The Room
Murakami opened in 2019 on Joaquim Floriano in Itaim — a small omakase counter that the chef built as a deliberately tight room: nine seats, two seatings a night, and a single menu that runs at one pace. The format is the form Tokyo's serious sushi rooms run, and Murakami's counter is the closest São Paulo gets to it. The booking window holds at three to four weeks for weekends.
The room is minimal and confident. Pale wood counter, hinoki cutting board, a single pendant lamp above the chef's station, and ceramic from regular Japan trips. The first seating runs at 19:00, the second at 21:30. The chef and one apprentice work the counter, the small floor crew handles drinks and pacing.
Murakami is one of the city's quietest Michelin-recommended rooms — no marketing, no Instagram play, no front-page reviews. The reputation is word-of-mouth among the city's serious Japanese diners, and the counter has held its standing since opening day.
The Food
The omakase at R$680 is eighteen to twenty pieces of nigiri preceded by three or four small dishes the chef composes around the day's catch. The fish is a mix of imported Japanese and Brazilian Atlantic — bluefin, hamachi, kinmedai, otoro, peixe-galo, atum local — and the rice is the centre of the form. Murakami's rice — vinegared with red vinegar, served at body temperature — is one of the most precisely executed shari programmes in the city.

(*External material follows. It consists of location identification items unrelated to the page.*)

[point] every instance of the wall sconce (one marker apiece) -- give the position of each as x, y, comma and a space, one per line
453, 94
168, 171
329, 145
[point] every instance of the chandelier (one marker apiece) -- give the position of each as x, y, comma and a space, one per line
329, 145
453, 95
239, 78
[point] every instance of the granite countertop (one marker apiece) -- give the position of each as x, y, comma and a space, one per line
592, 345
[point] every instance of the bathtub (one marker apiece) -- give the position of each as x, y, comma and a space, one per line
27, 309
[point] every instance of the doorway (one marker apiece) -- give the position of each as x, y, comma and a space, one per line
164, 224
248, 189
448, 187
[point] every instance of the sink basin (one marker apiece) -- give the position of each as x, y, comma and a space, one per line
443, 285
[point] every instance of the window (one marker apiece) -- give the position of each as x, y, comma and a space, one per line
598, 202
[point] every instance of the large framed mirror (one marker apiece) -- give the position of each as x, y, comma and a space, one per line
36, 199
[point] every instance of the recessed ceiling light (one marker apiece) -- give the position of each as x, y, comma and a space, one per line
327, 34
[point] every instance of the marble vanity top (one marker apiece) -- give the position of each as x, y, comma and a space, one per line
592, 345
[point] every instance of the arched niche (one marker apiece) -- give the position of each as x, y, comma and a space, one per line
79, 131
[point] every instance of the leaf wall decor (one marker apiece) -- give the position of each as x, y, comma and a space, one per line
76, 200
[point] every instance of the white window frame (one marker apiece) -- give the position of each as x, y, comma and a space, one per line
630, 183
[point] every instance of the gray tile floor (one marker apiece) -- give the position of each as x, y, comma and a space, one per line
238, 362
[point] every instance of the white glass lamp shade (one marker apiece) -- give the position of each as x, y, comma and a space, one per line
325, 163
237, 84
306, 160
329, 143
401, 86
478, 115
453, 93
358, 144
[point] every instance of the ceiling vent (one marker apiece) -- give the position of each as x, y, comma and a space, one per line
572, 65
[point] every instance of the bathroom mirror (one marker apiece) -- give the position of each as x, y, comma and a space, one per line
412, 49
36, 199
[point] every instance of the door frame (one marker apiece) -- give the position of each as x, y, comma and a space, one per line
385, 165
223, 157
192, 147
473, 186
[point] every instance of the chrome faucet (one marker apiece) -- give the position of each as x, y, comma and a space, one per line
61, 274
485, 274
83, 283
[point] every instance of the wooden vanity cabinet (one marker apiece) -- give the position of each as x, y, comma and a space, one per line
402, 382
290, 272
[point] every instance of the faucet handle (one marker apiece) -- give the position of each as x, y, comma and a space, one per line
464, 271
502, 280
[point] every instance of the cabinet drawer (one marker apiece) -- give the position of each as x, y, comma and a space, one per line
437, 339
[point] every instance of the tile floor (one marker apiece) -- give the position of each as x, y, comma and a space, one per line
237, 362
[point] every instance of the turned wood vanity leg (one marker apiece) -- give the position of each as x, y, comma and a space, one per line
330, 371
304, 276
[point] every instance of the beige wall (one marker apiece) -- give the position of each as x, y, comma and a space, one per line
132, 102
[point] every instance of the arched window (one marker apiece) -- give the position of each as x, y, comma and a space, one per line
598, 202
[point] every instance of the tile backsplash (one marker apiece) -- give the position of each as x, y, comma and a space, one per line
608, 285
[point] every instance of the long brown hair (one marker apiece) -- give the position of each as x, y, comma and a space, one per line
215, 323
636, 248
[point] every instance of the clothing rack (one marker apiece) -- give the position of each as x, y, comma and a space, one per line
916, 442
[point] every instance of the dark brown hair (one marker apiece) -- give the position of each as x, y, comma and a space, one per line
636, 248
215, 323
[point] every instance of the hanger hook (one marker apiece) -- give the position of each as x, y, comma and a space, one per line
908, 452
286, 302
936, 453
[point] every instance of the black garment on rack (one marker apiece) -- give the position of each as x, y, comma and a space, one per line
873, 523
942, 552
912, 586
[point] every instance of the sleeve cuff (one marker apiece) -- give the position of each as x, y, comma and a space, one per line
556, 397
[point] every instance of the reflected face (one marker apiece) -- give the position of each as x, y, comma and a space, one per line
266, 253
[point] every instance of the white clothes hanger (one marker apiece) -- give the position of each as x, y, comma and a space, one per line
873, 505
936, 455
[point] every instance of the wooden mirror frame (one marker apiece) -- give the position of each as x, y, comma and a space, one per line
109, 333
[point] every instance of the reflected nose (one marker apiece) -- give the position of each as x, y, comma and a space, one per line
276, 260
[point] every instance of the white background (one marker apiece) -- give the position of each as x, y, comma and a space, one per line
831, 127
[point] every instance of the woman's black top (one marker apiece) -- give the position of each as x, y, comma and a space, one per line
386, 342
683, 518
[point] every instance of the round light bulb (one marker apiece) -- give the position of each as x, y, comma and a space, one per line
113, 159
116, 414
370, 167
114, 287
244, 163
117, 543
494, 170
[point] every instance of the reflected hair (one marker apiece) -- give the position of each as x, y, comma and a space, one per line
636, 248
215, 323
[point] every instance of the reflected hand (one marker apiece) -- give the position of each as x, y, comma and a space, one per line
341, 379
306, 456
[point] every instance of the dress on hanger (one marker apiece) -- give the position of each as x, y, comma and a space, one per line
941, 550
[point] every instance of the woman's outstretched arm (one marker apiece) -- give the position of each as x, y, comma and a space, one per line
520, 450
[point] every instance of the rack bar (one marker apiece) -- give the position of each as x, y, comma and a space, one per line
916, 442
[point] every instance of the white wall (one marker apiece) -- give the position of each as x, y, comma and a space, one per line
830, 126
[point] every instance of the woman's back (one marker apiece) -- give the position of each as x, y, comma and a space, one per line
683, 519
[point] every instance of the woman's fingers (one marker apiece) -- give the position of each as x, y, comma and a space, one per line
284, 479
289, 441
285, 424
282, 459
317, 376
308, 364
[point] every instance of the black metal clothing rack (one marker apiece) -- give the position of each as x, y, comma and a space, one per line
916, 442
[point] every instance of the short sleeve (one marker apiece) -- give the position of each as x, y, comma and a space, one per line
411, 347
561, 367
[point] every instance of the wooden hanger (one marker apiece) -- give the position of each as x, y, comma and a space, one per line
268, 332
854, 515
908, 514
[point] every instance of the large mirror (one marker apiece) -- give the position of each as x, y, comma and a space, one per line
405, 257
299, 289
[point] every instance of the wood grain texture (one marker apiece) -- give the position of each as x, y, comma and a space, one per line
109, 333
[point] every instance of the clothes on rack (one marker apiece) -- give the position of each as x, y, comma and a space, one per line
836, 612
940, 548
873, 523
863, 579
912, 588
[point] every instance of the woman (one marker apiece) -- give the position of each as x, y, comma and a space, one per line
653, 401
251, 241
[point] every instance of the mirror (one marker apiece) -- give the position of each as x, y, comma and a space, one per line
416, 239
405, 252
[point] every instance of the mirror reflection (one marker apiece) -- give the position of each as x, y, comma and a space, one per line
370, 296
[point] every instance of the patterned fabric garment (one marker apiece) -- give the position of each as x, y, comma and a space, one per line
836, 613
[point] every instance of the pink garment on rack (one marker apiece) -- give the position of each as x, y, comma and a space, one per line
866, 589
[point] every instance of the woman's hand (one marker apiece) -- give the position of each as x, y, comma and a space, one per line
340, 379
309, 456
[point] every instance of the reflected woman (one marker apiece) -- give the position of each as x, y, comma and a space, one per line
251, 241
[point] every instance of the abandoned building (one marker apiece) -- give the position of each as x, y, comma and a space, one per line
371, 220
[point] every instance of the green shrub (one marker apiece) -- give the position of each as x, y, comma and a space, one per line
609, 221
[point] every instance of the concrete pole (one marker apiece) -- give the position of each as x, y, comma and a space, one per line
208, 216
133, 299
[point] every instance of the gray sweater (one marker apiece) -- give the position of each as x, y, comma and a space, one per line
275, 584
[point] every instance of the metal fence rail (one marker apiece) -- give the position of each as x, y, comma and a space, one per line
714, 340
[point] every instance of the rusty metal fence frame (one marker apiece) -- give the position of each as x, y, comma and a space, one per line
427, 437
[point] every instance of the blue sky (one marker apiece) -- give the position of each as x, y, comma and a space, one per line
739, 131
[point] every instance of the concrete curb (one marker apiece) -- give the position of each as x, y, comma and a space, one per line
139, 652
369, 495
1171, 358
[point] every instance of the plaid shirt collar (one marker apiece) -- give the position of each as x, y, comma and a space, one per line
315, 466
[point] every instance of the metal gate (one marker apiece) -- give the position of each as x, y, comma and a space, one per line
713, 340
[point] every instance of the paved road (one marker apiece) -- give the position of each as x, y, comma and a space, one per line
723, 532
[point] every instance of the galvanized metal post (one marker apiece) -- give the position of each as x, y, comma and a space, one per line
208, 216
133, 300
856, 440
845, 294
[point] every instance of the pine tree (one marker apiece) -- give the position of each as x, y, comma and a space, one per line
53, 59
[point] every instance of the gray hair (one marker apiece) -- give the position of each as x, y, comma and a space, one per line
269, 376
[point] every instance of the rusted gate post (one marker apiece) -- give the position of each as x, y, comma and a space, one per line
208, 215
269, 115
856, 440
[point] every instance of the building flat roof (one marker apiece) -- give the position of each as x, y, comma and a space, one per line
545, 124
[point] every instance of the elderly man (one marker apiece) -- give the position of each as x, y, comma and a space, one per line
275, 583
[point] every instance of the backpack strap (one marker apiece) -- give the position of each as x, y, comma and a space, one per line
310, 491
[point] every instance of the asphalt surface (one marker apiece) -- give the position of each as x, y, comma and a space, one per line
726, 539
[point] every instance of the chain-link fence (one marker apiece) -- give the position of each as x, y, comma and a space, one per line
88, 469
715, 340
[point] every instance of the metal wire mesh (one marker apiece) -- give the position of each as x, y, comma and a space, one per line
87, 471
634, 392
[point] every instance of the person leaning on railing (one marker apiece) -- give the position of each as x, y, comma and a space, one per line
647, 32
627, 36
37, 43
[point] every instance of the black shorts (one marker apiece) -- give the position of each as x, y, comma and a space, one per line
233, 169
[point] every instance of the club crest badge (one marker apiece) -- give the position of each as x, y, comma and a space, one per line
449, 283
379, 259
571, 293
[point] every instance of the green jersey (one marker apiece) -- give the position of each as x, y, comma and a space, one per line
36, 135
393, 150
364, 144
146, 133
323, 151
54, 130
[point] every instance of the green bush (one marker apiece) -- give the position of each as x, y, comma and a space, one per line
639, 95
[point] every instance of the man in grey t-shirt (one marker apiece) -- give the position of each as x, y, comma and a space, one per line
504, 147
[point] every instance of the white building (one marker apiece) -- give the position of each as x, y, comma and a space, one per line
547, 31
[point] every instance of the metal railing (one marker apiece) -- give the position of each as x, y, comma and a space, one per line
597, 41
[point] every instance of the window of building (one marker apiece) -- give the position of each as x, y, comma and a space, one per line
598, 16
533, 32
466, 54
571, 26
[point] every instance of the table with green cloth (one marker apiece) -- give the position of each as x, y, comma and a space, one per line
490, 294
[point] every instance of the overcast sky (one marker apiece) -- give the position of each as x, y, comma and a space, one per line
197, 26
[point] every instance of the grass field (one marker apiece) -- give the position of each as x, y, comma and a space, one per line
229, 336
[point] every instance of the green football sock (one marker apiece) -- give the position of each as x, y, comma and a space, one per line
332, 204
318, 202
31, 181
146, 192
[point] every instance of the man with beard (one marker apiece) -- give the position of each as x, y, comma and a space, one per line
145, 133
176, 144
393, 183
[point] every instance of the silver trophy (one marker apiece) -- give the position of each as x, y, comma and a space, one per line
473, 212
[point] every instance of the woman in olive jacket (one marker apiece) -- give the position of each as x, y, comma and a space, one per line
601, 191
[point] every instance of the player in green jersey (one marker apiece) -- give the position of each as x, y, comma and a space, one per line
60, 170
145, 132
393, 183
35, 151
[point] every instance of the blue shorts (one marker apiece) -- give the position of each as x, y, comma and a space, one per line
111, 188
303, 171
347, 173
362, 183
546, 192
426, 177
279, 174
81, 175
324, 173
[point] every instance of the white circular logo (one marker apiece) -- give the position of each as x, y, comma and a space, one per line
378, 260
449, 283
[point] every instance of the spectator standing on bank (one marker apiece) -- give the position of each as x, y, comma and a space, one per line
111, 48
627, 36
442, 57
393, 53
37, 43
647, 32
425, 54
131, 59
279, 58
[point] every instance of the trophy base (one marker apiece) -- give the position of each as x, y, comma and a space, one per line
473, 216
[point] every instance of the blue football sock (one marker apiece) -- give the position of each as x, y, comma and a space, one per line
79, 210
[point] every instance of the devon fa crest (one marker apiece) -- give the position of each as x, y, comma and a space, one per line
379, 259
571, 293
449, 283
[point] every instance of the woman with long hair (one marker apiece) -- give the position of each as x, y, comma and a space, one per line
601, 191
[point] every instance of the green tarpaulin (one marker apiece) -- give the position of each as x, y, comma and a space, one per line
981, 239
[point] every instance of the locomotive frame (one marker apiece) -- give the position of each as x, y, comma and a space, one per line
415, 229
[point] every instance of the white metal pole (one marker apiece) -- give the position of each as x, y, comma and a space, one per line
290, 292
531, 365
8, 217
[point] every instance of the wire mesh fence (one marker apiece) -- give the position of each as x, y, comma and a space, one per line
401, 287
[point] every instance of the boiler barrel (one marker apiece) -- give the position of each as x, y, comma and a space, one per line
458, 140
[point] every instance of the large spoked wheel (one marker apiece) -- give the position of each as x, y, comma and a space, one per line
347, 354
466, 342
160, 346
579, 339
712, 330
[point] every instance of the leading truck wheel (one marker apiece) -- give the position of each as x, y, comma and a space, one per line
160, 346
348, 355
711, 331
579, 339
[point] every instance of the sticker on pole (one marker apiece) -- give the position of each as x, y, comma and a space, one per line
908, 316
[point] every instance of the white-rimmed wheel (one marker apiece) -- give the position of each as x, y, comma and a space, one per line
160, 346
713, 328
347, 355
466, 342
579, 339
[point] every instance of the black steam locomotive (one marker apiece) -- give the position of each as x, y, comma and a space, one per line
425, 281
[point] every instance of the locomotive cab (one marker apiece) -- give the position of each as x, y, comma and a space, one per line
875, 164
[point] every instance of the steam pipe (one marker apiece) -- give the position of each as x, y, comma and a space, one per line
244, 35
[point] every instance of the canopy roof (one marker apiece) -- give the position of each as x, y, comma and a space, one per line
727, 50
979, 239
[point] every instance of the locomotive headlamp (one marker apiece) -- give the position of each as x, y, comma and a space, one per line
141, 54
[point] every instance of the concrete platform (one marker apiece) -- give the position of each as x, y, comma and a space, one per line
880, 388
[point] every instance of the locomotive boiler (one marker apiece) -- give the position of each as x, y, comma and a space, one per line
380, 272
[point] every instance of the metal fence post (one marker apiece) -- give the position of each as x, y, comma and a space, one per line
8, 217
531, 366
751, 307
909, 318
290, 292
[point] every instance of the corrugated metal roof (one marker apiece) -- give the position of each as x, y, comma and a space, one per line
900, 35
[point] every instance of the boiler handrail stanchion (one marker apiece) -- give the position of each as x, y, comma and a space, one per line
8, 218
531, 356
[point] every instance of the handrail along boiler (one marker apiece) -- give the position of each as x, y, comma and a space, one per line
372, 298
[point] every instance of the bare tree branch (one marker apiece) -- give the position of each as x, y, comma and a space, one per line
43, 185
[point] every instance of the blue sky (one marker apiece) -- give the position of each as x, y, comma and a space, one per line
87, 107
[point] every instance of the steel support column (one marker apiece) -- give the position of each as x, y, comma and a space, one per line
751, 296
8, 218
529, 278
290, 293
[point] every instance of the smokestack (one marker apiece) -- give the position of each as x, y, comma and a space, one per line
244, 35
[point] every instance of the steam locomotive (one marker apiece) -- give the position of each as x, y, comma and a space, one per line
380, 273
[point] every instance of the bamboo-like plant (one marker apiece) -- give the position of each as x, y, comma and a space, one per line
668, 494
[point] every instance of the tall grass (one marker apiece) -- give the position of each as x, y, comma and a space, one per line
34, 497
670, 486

Sake programme is short and curated. Eight to ten references, three or four pairing recommendations, and a selection of Japanese craft beer for the diner who prefers it. The cocktail programme is two highballs, no further. The point is the rice, the fish, the chef's pace and the conversation across the counter.
Service is small-team and attentive. The chef explains each piece in brief Portuguese and Japanese, the apprentice keeps the rice at temperature, and the floor crew clears the counter between pieces with the precision the form demands.
Best Occasion Fit
Birthday: Murakami's counter is the São Paulo Japanese-loving diner's birthday — quiet, precise, generous, and the kind of evening regulars book once a year. The chef sends out a small dessert with a candle, the apprentice clears the counter, and the dining room handles the milestone with the discretion the form expects.
Solo Dining: The Murakami counter is the best solo-dining seat in São Paulo for sushi specifically. The omakase is built for one place setting; pair it with sake; and let the chef do the rest.
First Date: The Murakami counter is the São Paulo first date for the diner who wants the room to communicate seriousness without spectacle. The format invites conversation across the counter, the omakase is short enough to navigate together, and the chef working an arm's length away supplies the visual focus the silence-prone first date needs.